Durch die im Jahre 1895 entdeckten Röntgenstrahlen wurde das Hüftgelenk somit erstmals darstellbar. Allen 3 Erstbeschreibern war die Ursache dieser Erkrankung unbekannt.

Epidemiologie und Ätiologie

Die Inzidenz in der weißen Bevölkerung liegt beim M. Perthes bei 10 : 100.000 Neuerkrankungen pro Jahr. In der schwarzen Bevölkerung hingegen beträgt die Inzidenz 0,45 : 100.000 [5]. Hinweise auf den Einfluss niedriger sozialer Schichten für die Region um Liverpool auf eine steigende Inzidenz der Pertheserkrankung von 15,6 : 100.000 zeigte Baker 1986 in seiner Untersuchung [6].

Das Verhältnis zwischen betroffenen Mädchen und Jungen beträgt 1 : 4. In 10–15 % zeigt sich bei den Kindern ein beidseitiger Befall der Hüftgelenke.

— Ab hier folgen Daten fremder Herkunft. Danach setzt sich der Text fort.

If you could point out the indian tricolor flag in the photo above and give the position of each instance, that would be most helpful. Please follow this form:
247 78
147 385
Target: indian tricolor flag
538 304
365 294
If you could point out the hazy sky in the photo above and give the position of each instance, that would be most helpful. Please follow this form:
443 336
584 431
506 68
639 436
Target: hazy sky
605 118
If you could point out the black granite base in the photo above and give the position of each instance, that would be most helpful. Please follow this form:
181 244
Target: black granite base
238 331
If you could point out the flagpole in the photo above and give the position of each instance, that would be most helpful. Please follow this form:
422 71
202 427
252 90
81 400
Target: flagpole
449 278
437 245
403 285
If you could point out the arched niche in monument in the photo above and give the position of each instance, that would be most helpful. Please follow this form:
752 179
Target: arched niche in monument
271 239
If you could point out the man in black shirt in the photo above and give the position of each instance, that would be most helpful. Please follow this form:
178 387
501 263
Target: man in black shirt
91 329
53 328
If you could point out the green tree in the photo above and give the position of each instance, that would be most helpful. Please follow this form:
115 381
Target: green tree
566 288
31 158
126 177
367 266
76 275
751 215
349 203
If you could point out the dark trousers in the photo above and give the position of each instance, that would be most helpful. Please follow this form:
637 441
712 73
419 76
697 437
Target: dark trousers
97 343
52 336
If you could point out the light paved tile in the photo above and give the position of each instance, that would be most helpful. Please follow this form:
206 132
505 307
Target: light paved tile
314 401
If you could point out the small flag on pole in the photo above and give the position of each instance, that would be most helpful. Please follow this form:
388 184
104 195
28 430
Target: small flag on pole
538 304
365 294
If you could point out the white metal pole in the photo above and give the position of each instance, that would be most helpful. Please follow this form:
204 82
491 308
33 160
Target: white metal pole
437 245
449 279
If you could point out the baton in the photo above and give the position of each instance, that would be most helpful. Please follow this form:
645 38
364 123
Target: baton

Es findet sich ein Altersgipfel der Pertheserkrankung zwischen dem 5.–9. Lebensjahr.

Die Ursache der Pertheserkrankung ist bis heute letztendlich nicht geklärt. Es spielen verschiedene Faktoren bei der Entstehung eine Rolle, so existieren verschiedene Theorien zu seiner Entstehung.

Es hat sich zum einen in Untersuchungen gezeigt, dass die den Femurkopf versorgenden Gefäße wie die A. obturatoria und die A. circumflexa media häufig obliteriert sind [7, 8].

Neben den lokalen Durchblutungsstörungen konnte auch in tierexperimentellen Untersuchungen eine intraartikuläre Druckerhöhung nachgewiesen werden [9] sowie eine Druckerhöhung im Femurkopf selbst infolge einer venösen Abflussstörung [10]. Gerinnungsstörungen scheinen ebenfalls eine Rolle bei Kindern mit Morbus Perthes zu spielen [11]. Weiterhin gibt es die Theorie des Mikrotraumas, der retardierten Skelettentwicklung sowie der genetischen Disposition.

An Perthes erkrankte Kinder sind im Vergleich zu gesunden Kindern ihres Alters kleiner, als Erwachsene sind sie jedoch nicht mehr kleiner als der Bevölkerungsdurchschnitt [12]. Die genetische Disposition spielt ebenfalls eine entscheidende Rolle. So konnte gezeigt werden, dass erstgradige Verwandte ein 35-fach erhöhtes Risiko haben, an einem M. Perthes zu erkranken [1, 13].

Zusammenfassend muss von einer multifaktoriellen Genese ausgegangen werden, allerdings spielt die lokale Durchblutungsstörung für die Entstehung eines M. Perthes eine entscheidende Rolle.

Klinik

Die typischen Beschwerden, welche die Kinder initial beklagen, sind Hüft- und Kniegelenkschmerzen, meist verursacht durch den begleitenden Hüftgelenkerguss.